For #Five2Watch this week we've selected five artists who have made inflatable artworks: Steve Messam, Yoke, Chester Tenneson, Joseph Cotgrave and Claire Barber.
Watched is a series of temporary works in disused and historic architecture in the landscape around Hanstholm, Denmark. The various buildings, originally for watching and waiting are now watched over as visual accents in the landscape and identifiers of moments in history and time.
Watched temporarily transforms these unremarkable artefacts with a playful use of colour and form where the gaze is altered and their role in the wider landscape is elevated for a short time, and then gone.
The three main locations are very temporary and will be documented with photography. Large format prints - one of each location - are to be presented at the exhibition. The photographic documentation capturing a slice of time - a fragment of the narrative of the architecture in the landscape.
Keep Boat Forward of Cill Marker, 2018
Fabric inflatables with hand sewn reverse appliqué detail.

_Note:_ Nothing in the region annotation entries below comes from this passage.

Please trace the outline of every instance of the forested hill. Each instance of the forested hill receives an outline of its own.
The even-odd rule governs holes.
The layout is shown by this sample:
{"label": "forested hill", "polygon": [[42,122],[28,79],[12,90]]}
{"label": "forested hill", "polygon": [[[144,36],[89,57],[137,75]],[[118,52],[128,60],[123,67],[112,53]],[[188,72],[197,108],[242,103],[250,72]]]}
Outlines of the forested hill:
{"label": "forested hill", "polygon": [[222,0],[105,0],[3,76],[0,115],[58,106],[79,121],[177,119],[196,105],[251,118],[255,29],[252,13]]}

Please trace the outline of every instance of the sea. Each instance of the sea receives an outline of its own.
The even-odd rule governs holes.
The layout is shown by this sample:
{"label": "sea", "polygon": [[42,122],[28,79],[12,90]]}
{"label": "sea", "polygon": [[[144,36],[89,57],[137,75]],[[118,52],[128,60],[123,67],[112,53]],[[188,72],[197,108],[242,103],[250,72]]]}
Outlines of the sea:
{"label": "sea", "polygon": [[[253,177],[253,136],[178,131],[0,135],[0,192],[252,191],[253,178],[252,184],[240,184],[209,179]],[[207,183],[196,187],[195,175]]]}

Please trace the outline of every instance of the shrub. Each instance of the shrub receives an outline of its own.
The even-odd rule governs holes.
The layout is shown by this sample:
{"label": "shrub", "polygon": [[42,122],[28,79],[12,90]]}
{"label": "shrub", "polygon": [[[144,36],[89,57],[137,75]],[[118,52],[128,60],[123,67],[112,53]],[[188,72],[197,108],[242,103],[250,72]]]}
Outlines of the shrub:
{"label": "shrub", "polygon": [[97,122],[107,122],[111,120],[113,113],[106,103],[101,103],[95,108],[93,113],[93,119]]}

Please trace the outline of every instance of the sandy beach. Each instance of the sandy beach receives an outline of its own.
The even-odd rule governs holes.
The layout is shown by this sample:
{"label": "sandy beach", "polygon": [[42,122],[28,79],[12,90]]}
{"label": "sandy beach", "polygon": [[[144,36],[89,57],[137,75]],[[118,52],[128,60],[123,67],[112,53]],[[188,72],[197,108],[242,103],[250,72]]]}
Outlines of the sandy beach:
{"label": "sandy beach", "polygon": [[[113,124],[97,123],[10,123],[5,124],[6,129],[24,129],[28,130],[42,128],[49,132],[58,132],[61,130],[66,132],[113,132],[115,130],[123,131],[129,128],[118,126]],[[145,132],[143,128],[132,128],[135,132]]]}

From solo exhibition 'Undercurrent' at The Art House, Wakefield, 2019
More, more, more (when heaven waits), 2019
Artist's own shoes and inflatable walking sticks (when heaven waits assembly)

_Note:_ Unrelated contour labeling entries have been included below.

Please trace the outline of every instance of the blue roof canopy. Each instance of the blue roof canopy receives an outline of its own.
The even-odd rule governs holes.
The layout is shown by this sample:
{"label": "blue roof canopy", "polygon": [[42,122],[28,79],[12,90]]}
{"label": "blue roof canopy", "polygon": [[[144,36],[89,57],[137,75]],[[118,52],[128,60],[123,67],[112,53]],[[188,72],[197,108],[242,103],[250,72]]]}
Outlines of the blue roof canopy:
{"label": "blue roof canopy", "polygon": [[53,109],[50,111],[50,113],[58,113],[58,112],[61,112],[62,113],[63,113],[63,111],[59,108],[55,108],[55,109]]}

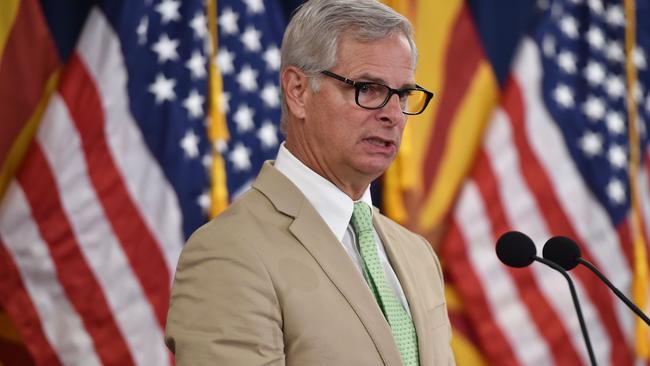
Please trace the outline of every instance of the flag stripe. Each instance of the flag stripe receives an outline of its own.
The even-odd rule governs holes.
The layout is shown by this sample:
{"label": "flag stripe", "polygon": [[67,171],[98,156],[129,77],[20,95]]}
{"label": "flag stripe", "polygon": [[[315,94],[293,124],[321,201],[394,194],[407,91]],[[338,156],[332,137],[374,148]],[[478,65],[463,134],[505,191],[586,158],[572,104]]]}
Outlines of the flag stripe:
{"label": "flag stripe", "polygon": [[[524,130],[524,106],[521,91],[518,84],[512,79],[507,82],[504,91],[503,107],[512,123],[514,135],[513,145],[516,146],[521,158],[520,169],[523,173],[523,178],[526,181],[530,193],[535,197],[537,207],[541,211],[540,214],[544,217],[546,225],[548,225],[548,230],[552,233],[577,238],[575,231],[569,225],[568,218],[564,214],[564,211],[562,211],[557,196],[553,194],[551,182],[528,146]],[[583,258],[597,264],[592,259],[589,251],[590,247],[584,247],[583,249]],[[618,320],[616,319],[611,294],[603,286],[590,285],[594,284],[596,280],[591,274],[585,271],[576,271],[574,275],[580,279],[581,283],[585,284],[584,288],[592,299],[592,303],[598,309],[600,320],[606,328],[608,337],[610,339],[622,339],[623,334],[617,324]],[[629,350],[624,342],[612,342],[612,346],[611,362],[617,365],[631,362]]]}
{"label": "flag stripe", "polygon": [[[2,224],[0,223],[0,301],[11,315],[13,322],[19,327],[23,336],[32,340],[27,344],[34,360],[40,364],[61,365],[61,360],[47,341],[42,324],[34,303],[25,289],[25,283],[16,267],[7,246],[2,239]],[[14,340],[19,342],[20,340]],[[0,354],[3,354],[0,351]]]}
{"label": "flag stripe", "polygon": [[[520,58],[515,65],[515,80],[518,85],[526,85],[525,92],[522,94],[526,106],[526,140],[541,169],[546,172],[551,182],[546,189],[554,192],[559,205],[557,212],[564,212],[567,222],[573,228],[572,232],[577,234],[574,237],[579,238],[579,241],[589,247],[590,257],[594,262],[607,264],[601,267],[605,276],[618,288],[629,289],[631,271],[624,254],[625,250],[622,250],[625,248],[622,244],[624,241],[619,238],[617,229],[612,226],[604,208],[600,206],[582,180],[558,127],[552,122],[546,108],[540,104],[542,97],[539,94],[541,90],[539,51],[531,40],[526,39],[522,43],[520,52]],[[549,148],[551,146],[553,148]],[[612,269],[616,270],[612,271]],[[593,301],[599,303],[602,300],[594,298]],[[623,329],[622,333],[629,340],[631,336],[631,328],[628,328],[631,326],[629,313],[621,303],[618,303],[614,309],[619,326]],[[609,324],[609,327],[611,326]],[[609,329],[609,333],[611,336],[620,335],[613,329]],[[622,356],[616,353],[616,357]]]}
{"label": "flag stripe", "polygon": [[[501,193],[499,200],[505,208],[511,227],[527,233],[541,249],[544,240],[550,236],[549,228],[539,210],[539,203],[535,201],[524,180],[522,169],[525,169],[523,168],[525,164],[516,149],[511,123],[507,118],[507,114],[499,110],[497,118],[493,119],[491,128],[487,131],[485,147],[498,177],[499,192]],[[526,212],[526,215],[522,215],[522,212]],[[587,363],[588,355],[583,345],[580,328],[570,326],[570,324],[578,324],[578,318],[572,306],[569,288],[564,278],[543,265],[533,264],[531,270],[535,275],[535,282],[539,290],[549,300],[550,305],[562,319],[562,324],[570,334],[568,338],[562,339],[558,337],[559,339],[549,339],[549,341],[572,342],[573,347],[580,352],[583,362]],[[589,320],[590,316],[595,315],[593,304],[584,297],[581,284],[575,281],[574,283],[578,295],[582,298],[582,310],[585,319]],[[530,311],[537,311],[537,309],[532,307]],[[600,324],[594,324],[591,327],[591,333],[592,335],[594,333],[596,335],[602,334],[603,330]],[[610,346],[607,339],[603,337],[598,339],[603,339],[603,343],[592,341],[595,344],[594,348],[597,348],[601,353],[607,354]]]}
{"label": "flag stripe", "polygon": [[[528,144],[548,174],[562,211],[566,213],[578,237],[589,244],[593,259],[597,263],[610,264],[603,266],[605,275],[617,286],[627,288],[631,273],[628,261],[621,253],[621,242],[616,229],[612,227],[605,210],[595,201],[572,162],[558,127],[552,122],[546,107],[541,104],[539,50],[530,39],[522,42],[514,76],[518,85],[526,85],[523,103],[526,106],[525,130]],[[617,270],[611,272],[612,268]]]}
{"label": "flag stripe", "polygon": [[97,198],[155,309],[162,329],[167,316],[171,274],[160,247],[140,217],[110,155],[104,134],[104,113],[97,89],[76,54],[68,61],[61,77],[60,93],[79,131],[88,175]]}
{"label": "flag stripe", "polygon": [[[75,63],[72,62],[68,66],[75,67]],[[83,82],[75,85],[79,86],[79,96],[66,95],[66,97],[74,97],[76,102],[92,109],[95,105],[92,102],[92,92],[86,89],[88,85]],[[62,88],[66,89],[66,85],[63,84]],[[96,176],[93,177],[94,174],[104,174],[105,181],[110,184],[110,187],[104,189],[112,194],[119,193],[119,180],[109,175],[111,174],[110,163],[101,159],[102,141],[92,136],[80,135],[75,130],[75,123],[77,127],[81,124],[84,128],[92,128],[93,124],[98,124],[101,129],[101,117],[86,118],[81,122],[71,121],[69,113],[64,100],[57,95],[52,99],[38,133],[38,140],[52,167],[56,186],[66,187],[65,190],[59,191],[63,209],[72,226],[79,249],[105,294],[110,311],[136,363],[163,365],[167,357],[162,341],[163,326],[158,324],[154,309],[145,298],[141,283],[138,282],[139,278],[134,274],[137,268],[131,266],[129,253],[125,252],[124,245],[120,245],[116,233],[112,230],[115,227],[111,226],[113,217],[106,216],[109,210],[106,205],[101,205],[105,203],[105,197],[98,197],[98,193],[93,190],[98,188],[93,187],[93,179],[97,180]],[[78,112],[77,116],[83,116],[83,113],[83,111]],[[83,138],[87,139],[81,140]],[[84,153],[87,153],[88,149],[84,151],[85,147],[82,145],[91,145],[93,154],[99,155],[100,158],[87,159],[89,155]],[[98,173],[92,170],[94,166],[105,169]],[[87,167],[91,170],[89,171]],[[115,199],[119,201],[118,198]],[[137,221],[137,218],[130,216],[127,204],[121,203],[125,209],[119,219]],[[142,233],[143,241],[146,240],[144,235]],[[155,247],[148,249],[157,250]],[[147,255],[153,260],[156,254],[141,253],[140,257],[146,258]],[[166,269],[164,264],[162,269]],[[157,268],[153,270],[149,276],[157,273],[155,272]],[[163,280],[167,283],[168,279],[165,277]],[[163,308],[162,311],[165,309]]]}
{"label": "flag stripe", "polygon": [[[502,360],[504,365],[516,365],[517,357],[512,345],[496,324],[494,313],[488,304],[488,299],[481,287],[481,281],[472,263],[469,261],[466,240],[460,232],[456,219],[451,221],[448,232],[447,245],[441,248],[443,257],[448,262],[454,262],[450,269],[450,277],[459,289],[466,294],[466,303],[472,305],[473,311],[468,313],[474,322],[480,337],[477,343],[482,344],[482,349],[492,360]],[[462,278],[462,281],[459,279]],[[482,321],[478,321],[482,319]],[[489,344],[483,343],[490,339]]]}
{"label": "flag stripe", "polygon": [[[51,249],[41,237],[41,227],[32,219],[25,192],[15,181],[9,185],[1,211],[12,212],[12,215],[0,216],[0,235],[37,312],[30,317],[29,308],[25,308],[25,312],[12,316],[15,319],[24,316],[24,321],[32,324],[40,321],[47,341],[56,351],[61,363],[100,365],[93,340],[84,328],[83,320],[68,301],[66,289],[59,281],[52,281],[61,278],[63,273],[57,271],[50,255]],[[39,338],[30,338],[28,345],[30,348],[42,346]]]}
{"label": "flag stripe", "polygon": [[[120,332],[105,294],[88,267],[63,210],[57,187],[43,151],[33,144],[17,175],[44,241],[50,251],[57,278],[93,338],[104,364],[133,365],[134,360]],[[45,318],[47,319],[47,318]]]}
{"label": "flag stripe", "polygon": [[442,151],[445,150],[454,114],[465,97],[465,91],[471,85],[470,81],[483,58],[467,5],[463,5],[452,29],[445,58],[446,73],[442,84],[444,89],[440,93],[440,105],[443,107],[435,116],[423,165],[426,167],[423,175],[425,196],[428,195],[429,189],[438,176],[440,158]]}
{"label": "flag stripe", "polygon": [[[484,202],[487,202],[490,197],[501,196],[498,192],[500,187],[499,182],[490,168],[488,157],[484,150],[479,150],[473,177]],[[503,199],[503,197],[501,198]],[[493,199],[486,205],[486,211],[490,219],[488,223],[491,223],[492,232],[497,236],[512,229],[508,223],[508,218],[506,217],[507,215],[501,202]],[[508,272],[517,286],[519,298],[528,309],[531,309],[529,316],[550,347],[549,351],[550,356],[554,360],[553,364],[580,364],[580,358],[575,349],[564,341],[564,339],[568,339],[568,334],[564,329],[563,319],[555,312],[545,298],[544,293],[538,288],[539,282],[534,271],[531,268],[508,268]],[[561,341],[558,342],[556,340]]]}
{"label": "flag stripe", "polygon": [[[170,273],[176,268],[185,241],[180,206],[131,115],[122,50],[101,11],[91,10],[87,28],[77,47],[81,62],[94,80],[100,96],[110,154],[140,217],[160,246],[169,268],[167,278],[171,283]],[[164,276],[163,273],[157,275]]]}
{"label": "flag stripe", "polygon": [[[465,238],[470,268],[474,268],[479,279],[490,281],[490,291],[485,292],[488,308],[511,345],[516,359],[525,365],[551,365],[546,341],[538,330],[531,326],[533,320],[530,318],[529,309],[519,298],[510,274],[494,255],[495,235],[487,220],[485,202],[474,181],[468,182],[463,188],[457,203],[455,220]],[[478,283],[474,292],[482,288],[482,281]],[[507,301],[507,308],[501,305],[504,299],[510,300]],[[469,303],[474,302],[470,300]],[[483,338],[483,342],[490,342],[491,339],[491,336]]]}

Fan, polythene dust sheet, masking tap and spray-paints. Part of my degree show installation of varying objects.
Ventilation Dress II, 2016
‘Ventilation Dress II’ consists of digitally printed vinyl inflatable created as part of ‘Da Vinci Engineered: From Renaissance mechanics to contemporary art’ exhibition, presenting the opportunity to rethink my practice in relation to engineering and Leonardo Da Vinci.
‘Ventilation Dress II’ is a rework of an inflatable sculpture originally created in collaboration with Steve Swindell’s at Snibston Discovery Museum in Coalville, Leicestershire based on an auxiliary ventilation fan installed at Snibston coalmining village in in 1976, embellished with the dress design of the 1972 National Coal Queen. In 1976, noise abatement regulations lead to the replacement of the ventilation fan at Snibston colliery. The new “Silent Fan” was the national prototype for an engineered solution to contain the motor noise within a ventilation unit. While the silent fan was being fitted at Snibston colliery the 1972 National Coal Queen Margaret Dominiak was wearing a new blue floral dress at the National Coal Mining Reunion in 1976 made of light translucent fabric.

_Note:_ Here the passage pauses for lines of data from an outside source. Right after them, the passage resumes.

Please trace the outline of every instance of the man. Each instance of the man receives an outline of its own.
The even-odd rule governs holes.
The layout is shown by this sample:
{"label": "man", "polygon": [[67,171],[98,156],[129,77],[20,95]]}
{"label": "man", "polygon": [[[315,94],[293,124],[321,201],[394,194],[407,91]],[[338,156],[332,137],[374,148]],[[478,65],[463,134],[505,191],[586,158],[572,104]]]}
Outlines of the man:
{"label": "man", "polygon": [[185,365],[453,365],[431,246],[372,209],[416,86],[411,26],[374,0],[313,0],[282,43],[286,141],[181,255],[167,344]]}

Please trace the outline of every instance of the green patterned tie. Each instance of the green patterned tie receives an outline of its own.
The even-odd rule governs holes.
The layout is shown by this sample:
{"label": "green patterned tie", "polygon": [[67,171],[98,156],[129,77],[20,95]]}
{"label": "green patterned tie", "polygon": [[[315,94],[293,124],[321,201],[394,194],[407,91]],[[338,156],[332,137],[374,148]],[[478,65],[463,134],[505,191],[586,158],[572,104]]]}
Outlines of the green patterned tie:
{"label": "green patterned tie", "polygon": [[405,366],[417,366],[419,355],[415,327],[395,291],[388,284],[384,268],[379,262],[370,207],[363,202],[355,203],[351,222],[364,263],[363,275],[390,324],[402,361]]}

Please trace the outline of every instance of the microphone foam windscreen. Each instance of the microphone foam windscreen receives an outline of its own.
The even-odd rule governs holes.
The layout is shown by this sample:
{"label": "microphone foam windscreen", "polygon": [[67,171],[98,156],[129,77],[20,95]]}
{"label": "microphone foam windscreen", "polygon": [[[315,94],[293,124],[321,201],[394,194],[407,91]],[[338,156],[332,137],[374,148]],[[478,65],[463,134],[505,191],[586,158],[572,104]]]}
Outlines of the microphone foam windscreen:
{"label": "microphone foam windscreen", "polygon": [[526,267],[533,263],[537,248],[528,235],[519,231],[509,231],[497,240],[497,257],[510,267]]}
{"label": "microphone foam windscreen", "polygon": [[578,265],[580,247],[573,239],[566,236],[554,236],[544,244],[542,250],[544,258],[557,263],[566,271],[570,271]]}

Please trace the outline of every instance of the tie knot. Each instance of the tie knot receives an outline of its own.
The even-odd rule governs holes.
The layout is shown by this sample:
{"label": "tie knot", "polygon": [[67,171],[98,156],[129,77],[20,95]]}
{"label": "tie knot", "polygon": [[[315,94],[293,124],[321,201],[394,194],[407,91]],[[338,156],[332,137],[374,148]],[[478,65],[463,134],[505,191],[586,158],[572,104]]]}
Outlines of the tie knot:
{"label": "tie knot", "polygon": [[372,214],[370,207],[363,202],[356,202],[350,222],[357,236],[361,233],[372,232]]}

For ‘Ventilation Dress II’ the blue floral dress and the silent fan act as a plinth to each other. Both elements are borne from the concept of inducing fresh air into miner’s lives. In this context fresh air is conceived as a vital source for a miners’ well-being be it literally a flow of air used in mining underground as much as the wearing of a blue floral dress above ground that signatures the celebration of a community bound together by a distinct shared identity.